Even if the causation cannot be established by the plaintiffs and the cases are not won, however, these lawsuits present a reputational risk for companies that needs to be considered by corporates in their risk assessment.
Other litigation strategies
Meanwhile, new litigation strategies by individuals and NGOs against companies are on the rise. In Poland, an environmental association bought shares in an energy company and sued the company as a shareholder from within (Client Earth v Enea). They claim that the Management Board and Supervisory Board’s decision to build a new coal power plant was a violation of fiduciary duties of care and a breach of the duty to act in the best interests of the companies and their shareholders, due to the climate-related financial risks of that power plant.
Internal lawsuits like these seem to be a new tool aimed at driving intra-corporate change. Brought by activist shareholders and employees, such claims are directed either against companies themselves or their senior management because of climate-damaging management decisions and non-disclosure of climate-related business risks.
This intra-corporate litigation pattern is also observable in climate lawsuits targeting other actors. Besides companies, investors in these companies and their projects – such as banks, insurers and pension funds – are also being sued
because of their alleged climate-damaging investment decisions, and from within by members due to nondisclosure of climate related risks.

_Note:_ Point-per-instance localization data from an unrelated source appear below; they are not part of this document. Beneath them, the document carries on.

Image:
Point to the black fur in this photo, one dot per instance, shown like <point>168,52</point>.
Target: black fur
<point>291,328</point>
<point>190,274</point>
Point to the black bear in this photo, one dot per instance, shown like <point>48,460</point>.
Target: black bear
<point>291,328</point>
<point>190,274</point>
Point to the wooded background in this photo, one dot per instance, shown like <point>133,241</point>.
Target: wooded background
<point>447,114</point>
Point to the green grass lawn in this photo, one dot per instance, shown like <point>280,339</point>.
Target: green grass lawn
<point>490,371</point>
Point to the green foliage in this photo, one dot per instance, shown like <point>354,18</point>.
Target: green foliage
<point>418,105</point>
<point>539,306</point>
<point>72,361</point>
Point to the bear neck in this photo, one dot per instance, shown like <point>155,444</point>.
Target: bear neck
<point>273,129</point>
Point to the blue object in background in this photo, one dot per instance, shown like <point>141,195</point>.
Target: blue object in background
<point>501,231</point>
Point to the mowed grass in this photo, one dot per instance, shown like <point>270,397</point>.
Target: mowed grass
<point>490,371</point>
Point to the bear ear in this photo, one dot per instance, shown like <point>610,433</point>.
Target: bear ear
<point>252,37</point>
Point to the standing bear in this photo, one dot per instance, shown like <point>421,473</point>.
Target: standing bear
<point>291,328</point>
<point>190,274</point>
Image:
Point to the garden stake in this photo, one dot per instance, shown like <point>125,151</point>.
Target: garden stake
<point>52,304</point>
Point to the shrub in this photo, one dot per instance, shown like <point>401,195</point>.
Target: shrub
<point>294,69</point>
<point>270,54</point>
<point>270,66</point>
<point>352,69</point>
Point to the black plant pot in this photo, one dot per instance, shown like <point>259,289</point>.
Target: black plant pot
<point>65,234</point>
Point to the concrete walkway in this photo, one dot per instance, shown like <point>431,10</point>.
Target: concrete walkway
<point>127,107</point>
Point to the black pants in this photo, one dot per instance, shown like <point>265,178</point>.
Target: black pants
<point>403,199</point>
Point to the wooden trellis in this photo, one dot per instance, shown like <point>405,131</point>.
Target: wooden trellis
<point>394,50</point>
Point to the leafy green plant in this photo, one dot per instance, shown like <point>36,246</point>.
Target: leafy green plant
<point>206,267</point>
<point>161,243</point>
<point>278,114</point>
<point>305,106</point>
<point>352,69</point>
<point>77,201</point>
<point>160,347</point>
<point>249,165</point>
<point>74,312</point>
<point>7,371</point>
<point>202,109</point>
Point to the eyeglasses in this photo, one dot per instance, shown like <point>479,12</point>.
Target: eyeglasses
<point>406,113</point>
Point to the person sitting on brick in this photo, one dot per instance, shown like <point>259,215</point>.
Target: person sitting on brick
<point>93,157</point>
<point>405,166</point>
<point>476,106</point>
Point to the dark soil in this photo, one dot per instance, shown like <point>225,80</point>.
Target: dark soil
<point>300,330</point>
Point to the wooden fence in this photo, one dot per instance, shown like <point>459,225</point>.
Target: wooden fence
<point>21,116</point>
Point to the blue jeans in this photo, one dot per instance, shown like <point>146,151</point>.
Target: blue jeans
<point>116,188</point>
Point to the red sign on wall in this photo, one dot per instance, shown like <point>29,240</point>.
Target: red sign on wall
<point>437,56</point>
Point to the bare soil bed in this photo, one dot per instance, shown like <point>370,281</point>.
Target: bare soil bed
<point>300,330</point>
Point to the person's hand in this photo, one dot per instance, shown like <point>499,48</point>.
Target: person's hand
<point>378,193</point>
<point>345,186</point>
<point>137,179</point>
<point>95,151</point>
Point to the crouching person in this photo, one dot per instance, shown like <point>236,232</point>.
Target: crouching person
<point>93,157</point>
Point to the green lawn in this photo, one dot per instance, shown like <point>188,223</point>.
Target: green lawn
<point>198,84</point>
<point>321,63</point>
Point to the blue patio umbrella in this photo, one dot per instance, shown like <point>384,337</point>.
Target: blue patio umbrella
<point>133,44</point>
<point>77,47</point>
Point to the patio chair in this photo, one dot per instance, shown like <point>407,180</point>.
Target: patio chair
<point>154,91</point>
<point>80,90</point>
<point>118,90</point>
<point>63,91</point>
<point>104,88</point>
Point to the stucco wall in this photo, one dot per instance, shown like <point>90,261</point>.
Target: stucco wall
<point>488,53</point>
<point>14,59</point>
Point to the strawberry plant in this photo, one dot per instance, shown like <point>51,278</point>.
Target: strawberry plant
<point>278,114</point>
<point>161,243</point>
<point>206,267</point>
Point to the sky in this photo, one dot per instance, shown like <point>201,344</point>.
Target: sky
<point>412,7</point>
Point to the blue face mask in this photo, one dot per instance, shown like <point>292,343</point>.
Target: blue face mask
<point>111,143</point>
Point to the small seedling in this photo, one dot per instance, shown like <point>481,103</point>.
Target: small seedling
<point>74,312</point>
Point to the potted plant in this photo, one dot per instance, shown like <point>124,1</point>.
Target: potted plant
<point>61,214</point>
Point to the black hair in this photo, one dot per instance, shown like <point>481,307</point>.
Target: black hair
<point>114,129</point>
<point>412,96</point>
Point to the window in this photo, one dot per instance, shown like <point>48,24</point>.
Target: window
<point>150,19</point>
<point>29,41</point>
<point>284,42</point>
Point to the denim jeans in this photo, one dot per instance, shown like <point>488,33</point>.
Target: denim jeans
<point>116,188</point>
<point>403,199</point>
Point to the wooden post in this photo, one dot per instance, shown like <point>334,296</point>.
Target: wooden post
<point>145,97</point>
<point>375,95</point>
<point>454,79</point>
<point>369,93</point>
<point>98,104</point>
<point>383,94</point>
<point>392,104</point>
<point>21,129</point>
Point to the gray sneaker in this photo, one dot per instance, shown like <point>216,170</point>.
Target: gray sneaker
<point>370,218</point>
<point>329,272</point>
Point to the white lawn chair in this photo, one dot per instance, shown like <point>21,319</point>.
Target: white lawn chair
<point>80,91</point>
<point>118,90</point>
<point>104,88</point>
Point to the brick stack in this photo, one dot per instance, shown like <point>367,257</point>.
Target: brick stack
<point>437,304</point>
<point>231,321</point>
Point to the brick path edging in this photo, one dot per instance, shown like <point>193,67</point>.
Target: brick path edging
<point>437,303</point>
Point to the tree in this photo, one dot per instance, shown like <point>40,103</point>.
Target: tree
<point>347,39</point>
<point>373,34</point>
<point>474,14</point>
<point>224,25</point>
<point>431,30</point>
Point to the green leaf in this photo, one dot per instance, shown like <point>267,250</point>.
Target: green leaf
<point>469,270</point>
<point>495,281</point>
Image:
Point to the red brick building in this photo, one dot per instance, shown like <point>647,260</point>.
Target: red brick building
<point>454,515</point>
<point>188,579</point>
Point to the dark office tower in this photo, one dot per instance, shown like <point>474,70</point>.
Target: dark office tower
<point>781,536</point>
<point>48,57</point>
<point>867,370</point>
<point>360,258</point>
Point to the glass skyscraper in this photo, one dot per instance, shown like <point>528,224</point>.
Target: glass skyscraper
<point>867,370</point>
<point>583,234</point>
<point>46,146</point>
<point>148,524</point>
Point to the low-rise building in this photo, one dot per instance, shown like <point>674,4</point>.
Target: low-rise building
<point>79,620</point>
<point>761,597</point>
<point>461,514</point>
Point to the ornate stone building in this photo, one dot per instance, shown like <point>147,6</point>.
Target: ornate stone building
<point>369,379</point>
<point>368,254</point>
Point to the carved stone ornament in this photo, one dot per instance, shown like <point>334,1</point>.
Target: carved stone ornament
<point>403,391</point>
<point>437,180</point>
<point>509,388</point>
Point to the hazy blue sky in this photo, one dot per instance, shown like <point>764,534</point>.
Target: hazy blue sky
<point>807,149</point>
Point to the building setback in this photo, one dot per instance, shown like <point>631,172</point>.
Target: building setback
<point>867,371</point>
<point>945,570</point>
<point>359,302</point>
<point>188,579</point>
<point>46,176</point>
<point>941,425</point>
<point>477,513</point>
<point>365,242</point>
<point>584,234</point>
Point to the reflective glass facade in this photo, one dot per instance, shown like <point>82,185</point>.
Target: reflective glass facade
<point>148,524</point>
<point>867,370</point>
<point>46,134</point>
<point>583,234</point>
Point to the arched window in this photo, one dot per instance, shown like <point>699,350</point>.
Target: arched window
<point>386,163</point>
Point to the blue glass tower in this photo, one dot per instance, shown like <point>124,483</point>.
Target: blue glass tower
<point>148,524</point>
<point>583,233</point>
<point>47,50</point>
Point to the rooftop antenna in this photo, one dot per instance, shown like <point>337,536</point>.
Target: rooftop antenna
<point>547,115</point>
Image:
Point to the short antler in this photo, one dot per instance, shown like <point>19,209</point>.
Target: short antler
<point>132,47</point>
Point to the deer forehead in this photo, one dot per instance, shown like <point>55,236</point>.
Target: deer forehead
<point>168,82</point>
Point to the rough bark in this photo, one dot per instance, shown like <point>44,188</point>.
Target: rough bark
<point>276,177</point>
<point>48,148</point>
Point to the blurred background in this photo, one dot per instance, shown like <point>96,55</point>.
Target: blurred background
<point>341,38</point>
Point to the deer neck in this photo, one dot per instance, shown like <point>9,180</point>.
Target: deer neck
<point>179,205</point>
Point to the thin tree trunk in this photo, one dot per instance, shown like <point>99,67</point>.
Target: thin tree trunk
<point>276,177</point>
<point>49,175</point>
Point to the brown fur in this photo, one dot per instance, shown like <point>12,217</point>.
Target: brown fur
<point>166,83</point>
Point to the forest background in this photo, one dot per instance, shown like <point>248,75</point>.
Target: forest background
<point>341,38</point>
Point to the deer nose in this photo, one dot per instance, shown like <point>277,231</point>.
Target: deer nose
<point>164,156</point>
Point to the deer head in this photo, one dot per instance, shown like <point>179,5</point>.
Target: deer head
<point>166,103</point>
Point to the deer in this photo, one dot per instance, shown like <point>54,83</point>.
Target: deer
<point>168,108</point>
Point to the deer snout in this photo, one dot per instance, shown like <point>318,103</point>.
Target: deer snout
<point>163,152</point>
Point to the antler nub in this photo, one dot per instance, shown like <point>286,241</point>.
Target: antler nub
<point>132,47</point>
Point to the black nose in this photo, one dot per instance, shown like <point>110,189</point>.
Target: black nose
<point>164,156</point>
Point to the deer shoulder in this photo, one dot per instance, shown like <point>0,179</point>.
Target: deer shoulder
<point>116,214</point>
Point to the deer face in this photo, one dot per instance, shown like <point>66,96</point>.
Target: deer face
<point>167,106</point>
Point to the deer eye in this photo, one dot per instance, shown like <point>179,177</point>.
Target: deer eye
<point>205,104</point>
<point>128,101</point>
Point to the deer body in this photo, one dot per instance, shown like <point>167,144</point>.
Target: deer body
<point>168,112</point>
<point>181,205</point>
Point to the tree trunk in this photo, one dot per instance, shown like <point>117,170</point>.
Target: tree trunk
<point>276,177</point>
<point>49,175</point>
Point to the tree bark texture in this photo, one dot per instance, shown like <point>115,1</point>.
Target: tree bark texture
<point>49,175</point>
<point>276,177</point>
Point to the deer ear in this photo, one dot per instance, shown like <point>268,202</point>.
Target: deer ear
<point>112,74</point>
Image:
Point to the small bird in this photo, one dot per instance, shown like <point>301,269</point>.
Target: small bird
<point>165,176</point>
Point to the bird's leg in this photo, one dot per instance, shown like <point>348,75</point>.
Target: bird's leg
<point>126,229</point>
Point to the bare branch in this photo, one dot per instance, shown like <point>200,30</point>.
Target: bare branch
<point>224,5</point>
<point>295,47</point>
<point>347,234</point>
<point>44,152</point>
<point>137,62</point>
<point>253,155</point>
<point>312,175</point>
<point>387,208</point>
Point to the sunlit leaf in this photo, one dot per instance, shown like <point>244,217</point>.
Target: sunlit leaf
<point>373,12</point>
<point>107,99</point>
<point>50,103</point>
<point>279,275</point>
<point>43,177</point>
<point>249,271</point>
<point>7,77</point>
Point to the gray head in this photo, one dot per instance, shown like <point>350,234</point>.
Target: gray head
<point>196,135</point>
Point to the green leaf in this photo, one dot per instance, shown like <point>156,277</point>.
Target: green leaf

Further, in April 2019 the Bank of England issued a policy statement requesting all UK banks and insurers to address their financial risks from climate change and to evidence how they will mitigate these financial risks. This new policy will lead to new liability risks for banks and insurers who do not comply with these new rules. It can also be expected that banks and insurers will be less inclined to finance or insure businesses who actively contribute to or are affected by climate change.
The current wave of climate litigation seems only to be the beginning.
Well-funded NGOs are hiring lawyers and finance specialists to find legal arguments to fight climate change in court.
Many upcoming lawsuits have already been announced in the media. Paris, London, the City of Victoria and the Pacific Island state of Vanuatu are currently reviewing their legal options to sue fossil fuel companies to shift the costs of climate protection. The government of the Philippines is investigating the impact of climate change on the human rights of the Philippine population and the role fossil fuel companies play in this.
All things considered, the spectrum of lawsuits brought as part of climate litigation will see more actors and industries fall within its scope. Wide-ranging developments are anticipated in climate change litigation.
In this changing climate, every company ought to consider where it stands and should look for strategies either to change or to adopt appropriate risk strategies.